CAREF handed over to the Argentine state a list of 19 Chilean exiles who were kidnapped and detained

ARGENTINA-

After researching the documents that make up its Historical Archive, the Argentine Commission for Refugees and Migrants, CAREF, found a complete list of the 19 people who were abducted from one of their houses of refuge in 1976 and arbitrarily detained in Campo de Mayo, four days after the coup d’état in Argentina. This event, which had already been mentioned in the framework of the “Megacausa Campo de Mayo” from the testimony of one of the victims, had not been possible to document until today.

CAREF opened its doors in October 1973 to receive and give asylum to 16,000 exiles from the region, mainly from Chile. Thanks to the support of the United Nations Refugee Agency, UNHCR, and the World Council of Churches, CAREF managed to administer 7 houses of refuge and various hotels in the city of Buenos Aires and the northwest region of the Buenos Aires suburbs, with the aim of guaranteeing housing, food, education and health for almost all the people and families assisted between 1973 and 1989.

One of those houses was located in the former Lutheran Faculty of Theology, in Jose C. Paz, Province of Buenos Aires. From there, as part of a military operation, 19 refugees, as well as a shelter worker and the Executive Secretary of CAREF, Pastor Armin Ihle, were kidnapped and arbitrarily and illegally detained: first in the San Miguel police station and then transferred to Campo de Mayo, where, according to other documents in the institutional Historical Archive, they remained for 11 days. Once released, all these people – mainly families with children and adolescents – were resettled in third countries thanks to the collaboration of CAREF.

Of all the victims of that operation, only one of them gave testimony in the framework of the “Megacausa Campo de Mayo”; of the rest, only three have open files due to the processing of reparation laws and are included in the Unified Registry of Victims of State Terrorism.

The document with the complete list of victims, together with an inventory of files related to illegal detentions in the context of state terrorism, was handed over to the National Archive of Memory (National Secretariat for Human Rights) on Thursday 21 September.

Testimony of Juan Hantke, one of the Chilean citizens detained in the operation at the Lutheran Faculty of Theology, as part of the sentence in the Campo de Mayo mega-case:

(…) he said that one Sunday, he believes on 28 March 1976, an armed group with machine guns entered the university premises and took him and nineteen other people away. There were men, women and children. He clarified that they searched all the rooms, looked for papers and even without finding anything they took them to a detachment and that the armed personnel and the police were still there. He said that they were kept outside on the concrete, that it was very cold and that they were constantly pointed at. He said that they kept him there all night to tell him something, that they beat him there and that they pointed machine guns at them.

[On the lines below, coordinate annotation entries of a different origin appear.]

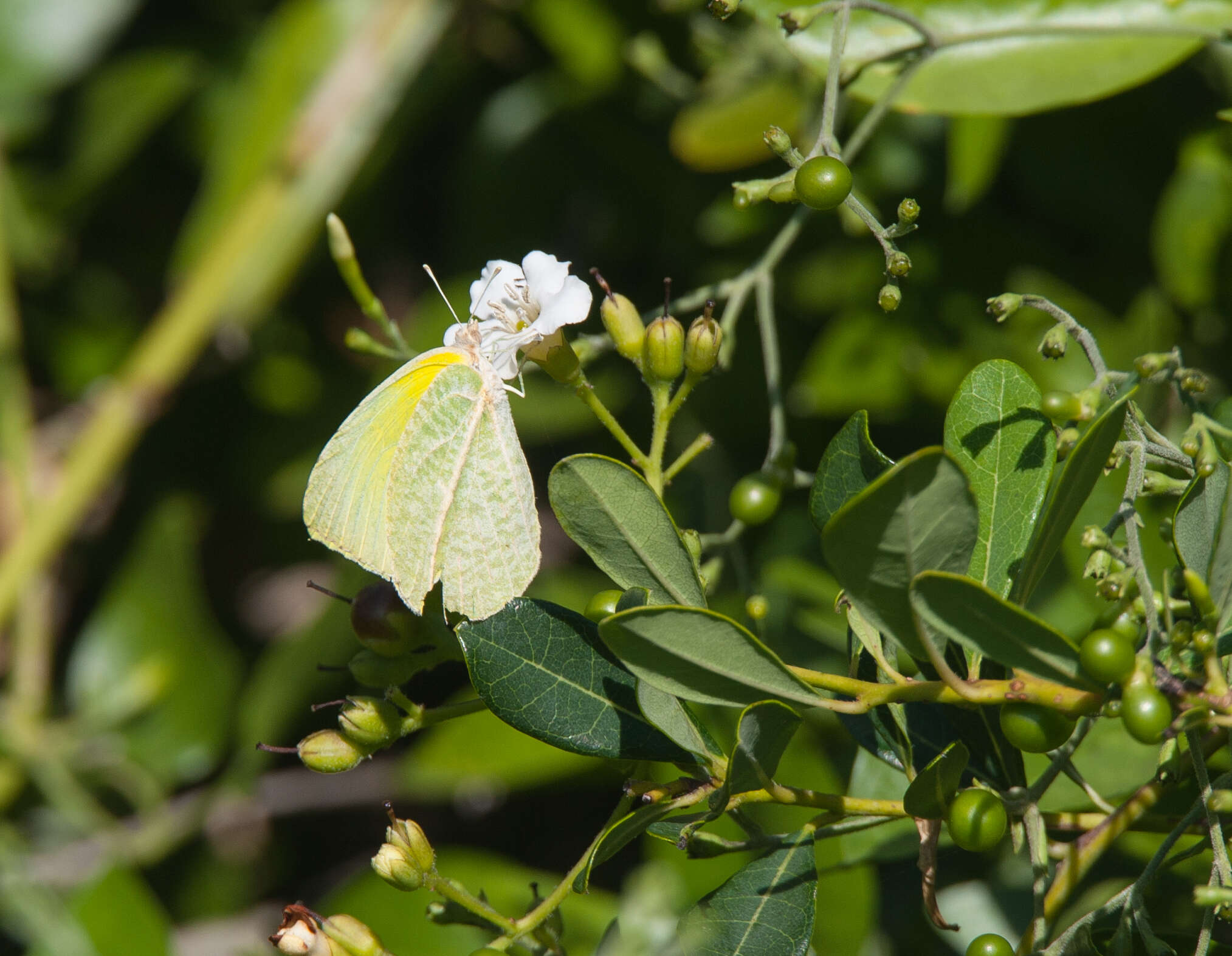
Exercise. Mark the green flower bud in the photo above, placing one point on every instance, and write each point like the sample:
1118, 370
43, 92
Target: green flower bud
329, 752
1098, 567
1093, 536
1193, 381
663, 355
622, 321
1154, 362
382, 622
1003, 306
407, 837
1066, 441
889, 297
1157, 483
556, 356
370, 722
354, 937
298, 934
783, 191
898, 265
1055, 342
703, 343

He recalled that they were then taken to Campo de Mayo and kept hooded with a bag and tied at the back. That he heard, during the nights, that they beat someone and that once someone was bitten by a dog that was there. He said that they were given something to eat that was very salty and that they heard aeroplanes and among themselves they told them that they were going to take them to Bolivia or throw them into the sea.

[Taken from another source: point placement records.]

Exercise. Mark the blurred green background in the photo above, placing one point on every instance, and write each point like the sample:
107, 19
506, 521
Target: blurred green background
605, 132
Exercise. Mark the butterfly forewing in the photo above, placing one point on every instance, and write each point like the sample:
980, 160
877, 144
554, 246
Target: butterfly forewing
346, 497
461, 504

He stated that in that place they did not clean themselves and that when they went to the bathroom they were taken with a machine gun; that after a few days they were tied up tightly by the hands and put on a truck; that he tried to untie himself but they discovered him and kicked him. He stated that from there they were taken to a police station in San Miguel where they were made to sign papers and that when he wanted to read what he was signing they told him “No, don’t read anything”. There they were kept in a very small room with many people, fed only once and the bathroom was disgusting.

He added that he was then taken to Migrations – where he could see – and through the United Nations they were able to release him after 18 or 19 days of being held hostage. Once released, he was able to speak to his father and learned that his brother Roberto Hantke had been found dead with several bullets in his body. He recalled that later, through the intermediary of the Red Cross and without any documents, he was able to leave the country with his family for Canada.

“Megacausa Campo de Mayo”, Case n° 3005 (FSM 27004012/2003/TO 10) and accumulated, grounds for judgement of 15 September 2022, TOF 1 San Martín.

About CAREF

The Argentine Commission for Refugees and Migrants, CAREF, was founded in 1973 by a group of historic Protestant churches in Argentina with the objective of receiving and assisting the first contingents of exiles fleeing mainly from Chile, Uruguay, Paraguay and Brazil.

In this half century of existence, CAREF’s work has kept pace with the changing political, social and economic contexts. Today, CAREF provides free professional services of advice, guidance, social and legal assistance; training workshops on issues related to the exercise of the rights of migrants and refugees for relevant social actors and for migrants themselves; and at the same time it promotes actions that allow the definition of state policies aimed at guaranteeing rights.

The image corresponds to the exhibition “Opening the Doors” which will be on display until 28 September at the National Memory Archive, located in the Espacio Memoria y Derechos Humanos ex ESMA.